Objective: Endovascular management of vTOS presenting as “effort thrombosis” occurs in several phases: diagnostic, preoperative therapeutic intervention before decompression, postoperative interventions after decompression, and delayed interventions in the follow-up after decompression. This study examines the current evidence for its endovascular management.
Methods. A systematic review using the PRISMA guidelines was performed from 1992 to 2022 with the search terms venous TOS and endovascular or thrombolysis and decompression. The methodological quality of the studies was assessed with the MINORS tool, and bias was assessed with the Newcastle-Ottawa Tool.

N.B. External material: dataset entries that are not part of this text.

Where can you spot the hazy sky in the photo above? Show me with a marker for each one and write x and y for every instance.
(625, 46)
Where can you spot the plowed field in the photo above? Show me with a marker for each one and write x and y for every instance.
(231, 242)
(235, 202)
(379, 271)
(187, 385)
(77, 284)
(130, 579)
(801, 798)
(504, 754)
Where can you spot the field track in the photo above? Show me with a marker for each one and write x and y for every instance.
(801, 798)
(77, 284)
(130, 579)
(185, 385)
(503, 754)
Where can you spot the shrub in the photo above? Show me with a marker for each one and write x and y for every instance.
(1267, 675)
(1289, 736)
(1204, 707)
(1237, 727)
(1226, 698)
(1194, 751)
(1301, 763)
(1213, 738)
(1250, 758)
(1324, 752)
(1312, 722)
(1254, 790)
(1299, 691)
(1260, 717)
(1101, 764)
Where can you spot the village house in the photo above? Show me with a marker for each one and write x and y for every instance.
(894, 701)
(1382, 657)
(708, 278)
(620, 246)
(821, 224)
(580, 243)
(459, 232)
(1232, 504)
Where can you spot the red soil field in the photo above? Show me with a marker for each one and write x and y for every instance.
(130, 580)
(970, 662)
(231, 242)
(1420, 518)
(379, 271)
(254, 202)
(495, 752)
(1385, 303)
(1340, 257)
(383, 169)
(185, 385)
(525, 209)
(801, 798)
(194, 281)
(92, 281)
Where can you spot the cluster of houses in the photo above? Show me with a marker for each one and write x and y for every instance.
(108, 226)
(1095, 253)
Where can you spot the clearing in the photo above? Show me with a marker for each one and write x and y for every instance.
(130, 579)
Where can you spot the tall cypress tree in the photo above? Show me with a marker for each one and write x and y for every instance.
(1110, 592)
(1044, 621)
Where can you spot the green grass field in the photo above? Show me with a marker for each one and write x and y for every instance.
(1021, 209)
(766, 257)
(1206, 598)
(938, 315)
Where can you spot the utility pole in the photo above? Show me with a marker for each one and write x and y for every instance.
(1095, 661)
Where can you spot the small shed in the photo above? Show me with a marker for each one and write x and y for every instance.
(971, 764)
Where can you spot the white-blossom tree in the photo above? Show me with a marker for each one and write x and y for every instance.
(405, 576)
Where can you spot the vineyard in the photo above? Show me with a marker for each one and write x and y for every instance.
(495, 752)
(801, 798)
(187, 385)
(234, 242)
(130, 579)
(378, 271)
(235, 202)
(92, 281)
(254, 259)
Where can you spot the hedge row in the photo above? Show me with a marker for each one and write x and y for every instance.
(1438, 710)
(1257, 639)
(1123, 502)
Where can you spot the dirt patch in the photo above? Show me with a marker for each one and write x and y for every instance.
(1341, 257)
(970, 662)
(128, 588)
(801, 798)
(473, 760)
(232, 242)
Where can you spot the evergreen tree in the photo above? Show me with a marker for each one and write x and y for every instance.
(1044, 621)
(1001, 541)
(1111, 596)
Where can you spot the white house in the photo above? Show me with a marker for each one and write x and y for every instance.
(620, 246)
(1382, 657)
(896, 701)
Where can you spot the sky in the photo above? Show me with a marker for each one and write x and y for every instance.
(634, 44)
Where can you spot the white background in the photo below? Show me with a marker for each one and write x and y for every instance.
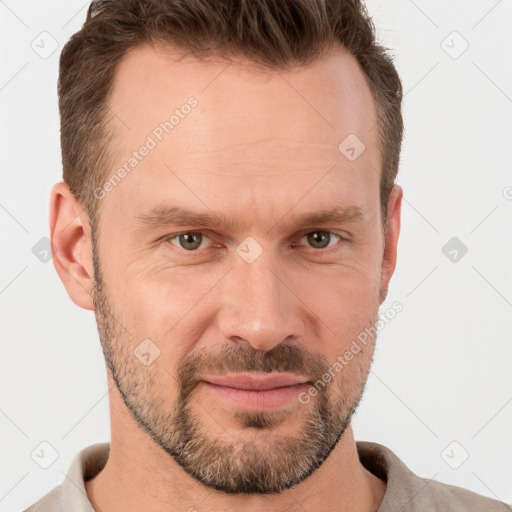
(442, 366)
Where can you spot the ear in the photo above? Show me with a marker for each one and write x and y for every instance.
(394, 210)
(70, 233)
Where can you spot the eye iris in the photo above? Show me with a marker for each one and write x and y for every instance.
(319, 237)
(187, 242)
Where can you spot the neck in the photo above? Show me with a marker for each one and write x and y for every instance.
(139, 475)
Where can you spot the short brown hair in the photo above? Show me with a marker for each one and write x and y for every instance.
(276, 34)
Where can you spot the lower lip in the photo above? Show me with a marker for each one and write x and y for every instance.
(257, 400)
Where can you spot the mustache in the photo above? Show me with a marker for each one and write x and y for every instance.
(281, 358)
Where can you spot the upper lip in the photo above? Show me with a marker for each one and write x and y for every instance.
(253, 381)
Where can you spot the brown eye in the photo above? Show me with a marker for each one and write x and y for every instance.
(320, 239)
(188, 241)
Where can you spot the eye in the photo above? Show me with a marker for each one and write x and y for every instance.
(322, 239)
(189, 241)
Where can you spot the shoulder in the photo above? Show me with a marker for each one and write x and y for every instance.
(452, 498)
(50, 502)
(409, 492)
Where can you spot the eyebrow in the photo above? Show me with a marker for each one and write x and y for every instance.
(167, 216)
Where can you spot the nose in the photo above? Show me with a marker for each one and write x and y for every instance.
(259, 304)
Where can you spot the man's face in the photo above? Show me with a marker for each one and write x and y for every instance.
(180, 303)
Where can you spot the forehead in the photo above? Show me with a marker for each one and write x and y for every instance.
(250, 128)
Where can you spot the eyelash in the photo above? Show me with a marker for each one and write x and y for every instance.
(328, 250)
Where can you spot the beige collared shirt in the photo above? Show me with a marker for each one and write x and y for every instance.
(406, 492)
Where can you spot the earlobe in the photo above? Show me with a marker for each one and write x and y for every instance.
(394, 209)
(70, 233)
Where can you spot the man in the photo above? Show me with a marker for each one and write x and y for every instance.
(229, 213)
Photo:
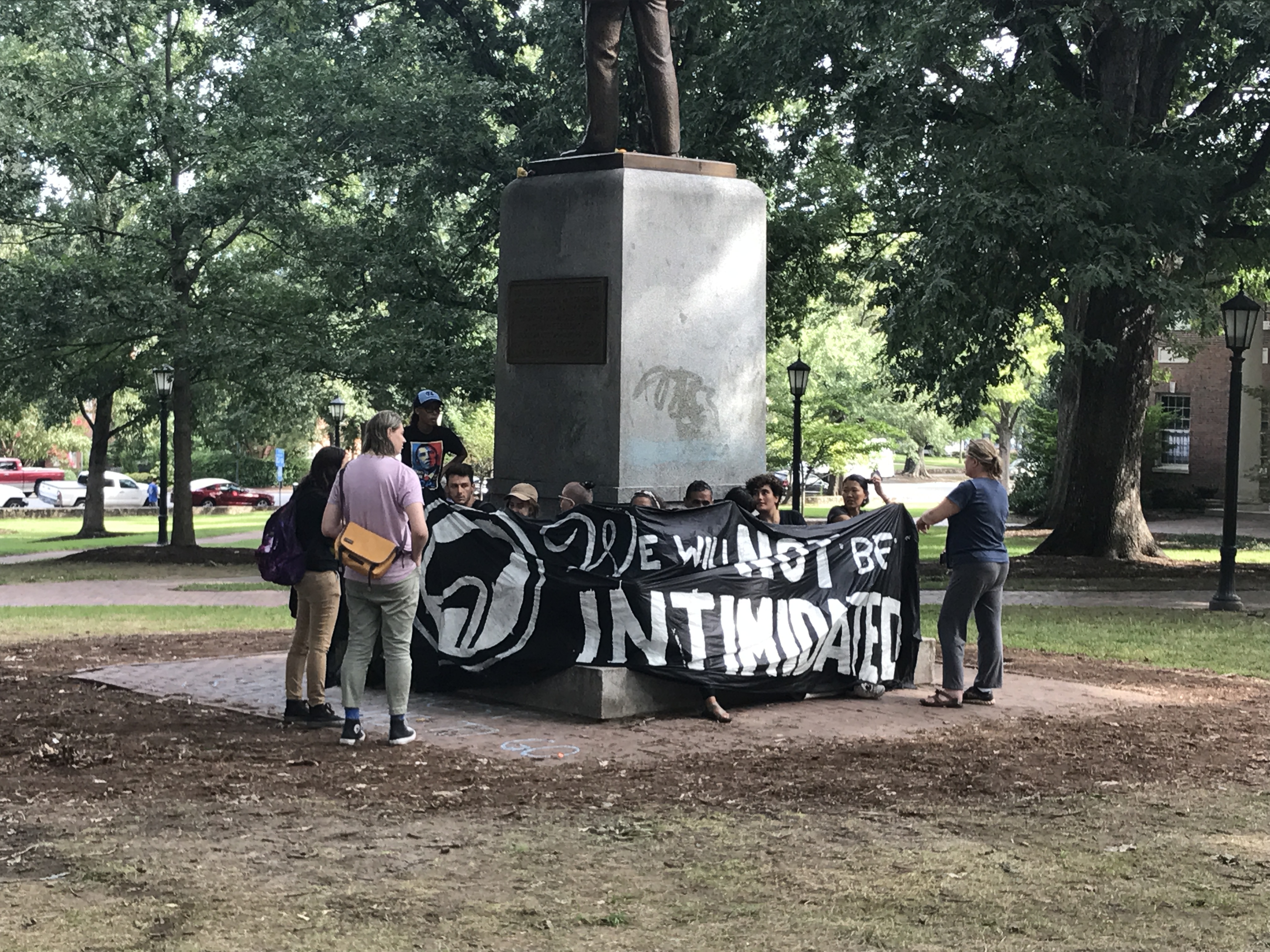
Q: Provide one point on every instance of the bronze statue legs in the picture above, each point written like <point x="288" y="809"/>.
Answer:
<point x="604" y="31"/>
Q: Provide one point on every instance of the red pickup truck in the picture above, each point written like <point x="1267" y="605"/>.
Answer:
<point x="26" y="478"/>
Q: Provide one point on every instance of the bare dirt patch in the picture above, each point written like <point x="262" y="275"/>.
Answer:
<point x="177" y="827"/>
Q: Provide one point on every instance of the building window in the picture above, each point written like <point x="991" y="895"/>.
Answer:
<point x="1175" y="434"/>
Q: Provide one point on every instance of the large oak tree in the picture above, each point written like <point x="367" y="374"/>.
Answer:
<point x="1108" y="158"/>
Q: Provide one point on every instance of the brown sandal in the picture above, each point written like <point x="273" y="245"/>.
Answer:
<point x="716" y="711"/>
<point x="941" y="699"/>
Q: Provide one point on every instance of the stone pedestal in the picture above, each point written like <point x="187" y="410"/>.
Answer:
<point x="598" y="692"/>
<point x="632" y="328"/>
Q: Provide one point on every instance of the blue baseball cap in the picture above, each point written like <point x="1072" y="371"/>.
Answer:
<point x="426" y="397"/>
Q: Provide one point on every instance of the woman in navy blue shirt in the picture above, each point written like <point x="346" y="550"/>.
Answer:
<point x="977" y="555"/>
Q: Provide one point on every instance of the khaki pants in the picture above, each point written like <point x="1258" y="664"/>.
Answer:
<point x="317" y="610"/>
<point x="378" y="611"/>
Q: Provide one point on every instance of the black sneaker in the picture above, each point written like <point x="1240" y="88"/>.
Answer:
<point x="868" y="691"/>
<point x="352" y="734"/>
<point x="401" y="733"/>
<point x="322" y="717"/>
<point x="295" y="712"/>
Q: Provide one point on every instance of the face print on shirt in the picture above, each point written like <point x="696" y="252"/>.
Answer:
<point x="426" y="461"/>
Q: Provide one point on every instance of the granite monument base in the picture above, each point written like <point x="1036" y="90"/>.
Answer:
<point x="632" y="328"/>
<point x="599" y="692"/>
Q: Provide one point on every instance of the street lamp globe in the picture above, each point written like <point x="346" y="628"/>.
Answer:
<point x="799" y="374"/>
<point x="1240" y="319"/>
<point x="163" y="380"/>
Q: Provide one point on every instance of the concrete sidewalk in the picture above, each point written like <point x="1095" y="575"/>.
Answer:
<point x="1253" y="601"/>
<point x="63" y="552"/>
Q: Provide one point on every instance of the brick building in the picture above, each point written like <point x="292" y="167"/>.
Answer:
<point x="1192" y="454"/>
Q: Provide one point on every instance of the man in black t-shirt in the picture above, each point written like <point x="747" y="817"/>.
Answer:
<point x="427" y="444"/>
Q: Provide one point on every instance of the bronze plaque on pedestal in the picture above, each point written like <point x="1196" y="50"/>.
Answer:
<point x="561" y="320"/>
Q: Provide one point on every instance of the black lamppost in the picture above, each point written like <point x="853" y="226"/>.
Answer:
<point x="163" y="388"/>
<point x="799" y="372"/>
<point x="1240" y="318"/>
<point x="337" y="413"/>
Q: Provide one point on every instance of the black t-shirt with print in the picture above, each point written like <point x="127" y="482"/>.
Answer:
<point x="426" y="454"/>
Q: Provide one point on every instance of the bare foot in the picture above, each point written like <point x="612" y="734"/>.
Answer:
<point x="714" y="710"/>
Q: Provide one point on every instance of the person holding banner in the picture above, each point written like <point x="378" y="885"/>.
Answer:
<point x="976" y="554"/>
<point x="855" y="498"/>
<point x="768" y="492"/>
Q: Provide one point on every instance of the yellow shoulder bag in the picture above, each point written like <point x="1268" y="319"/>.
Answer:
<point x="360" y="549"/>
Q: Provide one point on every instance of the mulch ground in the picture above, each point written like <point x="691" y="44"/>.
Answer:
<point x="118" y="745"/>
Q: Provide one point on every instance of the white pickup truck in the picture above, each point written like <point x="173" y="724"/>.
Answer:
<point x="121" y="492"/>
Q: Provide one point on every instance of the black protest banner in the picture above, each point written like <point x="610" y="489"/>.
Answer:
<point x="705" y="596"/>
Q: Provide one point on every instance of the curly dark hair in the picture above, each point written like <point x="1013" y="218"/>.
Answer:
<point x="863" y="483"/>
<point x="765" y="479"/>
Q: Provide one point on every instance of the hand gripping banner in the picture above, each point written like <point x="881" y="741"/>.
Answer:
<point x="709" y="596"/>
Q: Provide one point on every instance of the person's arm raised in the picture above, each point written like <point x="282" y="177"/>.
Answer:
<point x="877" y="485"/>
<point x="418" y="531"/>
<point x="941" y="512"/>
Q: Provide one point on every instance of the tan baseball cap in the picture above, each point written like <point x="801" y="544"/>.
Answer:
<point x="524" y="490"/>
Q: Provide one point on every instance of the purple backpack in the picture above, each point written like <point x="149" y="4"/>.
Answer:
<point x="281" y="558"/>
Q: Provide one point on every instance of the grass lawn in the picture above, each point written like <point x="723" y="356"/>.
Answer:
<point x="1127" y="873"/>
<point x="18" y="625"/>
<point x="58" y="570"/>
<point x="1227" y="644"/>
<point x="25" y="536"/>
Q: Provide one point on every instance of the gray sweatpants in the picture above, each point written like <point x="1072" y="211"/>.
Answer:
<point x="975" y="587"/>
<point x="388" y="612"/>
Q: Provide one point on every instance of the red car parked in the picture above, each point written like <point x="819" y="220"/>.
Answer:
<point x="229" y="494"/>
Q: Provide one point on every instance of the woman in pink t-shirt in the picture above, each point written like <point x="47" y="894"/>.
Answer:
<point x="381" y="494"/>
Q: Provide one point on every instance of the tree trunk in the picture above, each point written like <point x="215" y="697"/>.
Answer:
<point x="1005" y="436"/>
<point x="94" y="497"/>
<point x="1095" y="508"/>
<point x="182" y="450"/>
<point x="1008" y="416"/>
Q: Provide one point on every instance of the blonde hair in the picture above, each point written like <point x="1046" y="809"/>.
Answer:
<point x="986" y="454"/>
<point x="375" y="437"/>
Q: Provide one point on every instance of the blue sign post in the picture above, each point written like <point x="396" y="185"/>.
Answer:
<point x="280" y="460"/>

Results: 4000 patients have been treated for vTOS and reported in the literature since 1970 in 90 retrospective case series and 16 case reports (Table 1). Declotting was followed by surgical decompression in 53% of patients, while in the remainder, surgical decompression alone (18%), endovascular intervention alone (15%), or conservative therapy with anticoagulation (15%) was performed. The initial intervention was predominantly catheter-directed thrombolysis, with <10% of cases undergoing concomitant balloon angioplasty. 93% of cases were successful. In the postoperative phase, balloon angioplasty was performed to correct residual intrinsic SCV disease after vTOS decompression in under 15% of cases. Stents were rarely deployed. Symptom relief was reported as 94±12% (mean ± SD) and 90±23%, respectively for declotting with decompression and declotting alone(Table 1). In the delayed phase, balloon angioplasty was performed in under 15% of cases to re-establish patency. The methodology quality was low, and the risk of bias was high.
Conclusion: Only 50% of cases in the literature report preoperative endovascular intervention followed by decompression for “effort thrombosis” Intervention with or without a declotting procedure is superior to conservative management.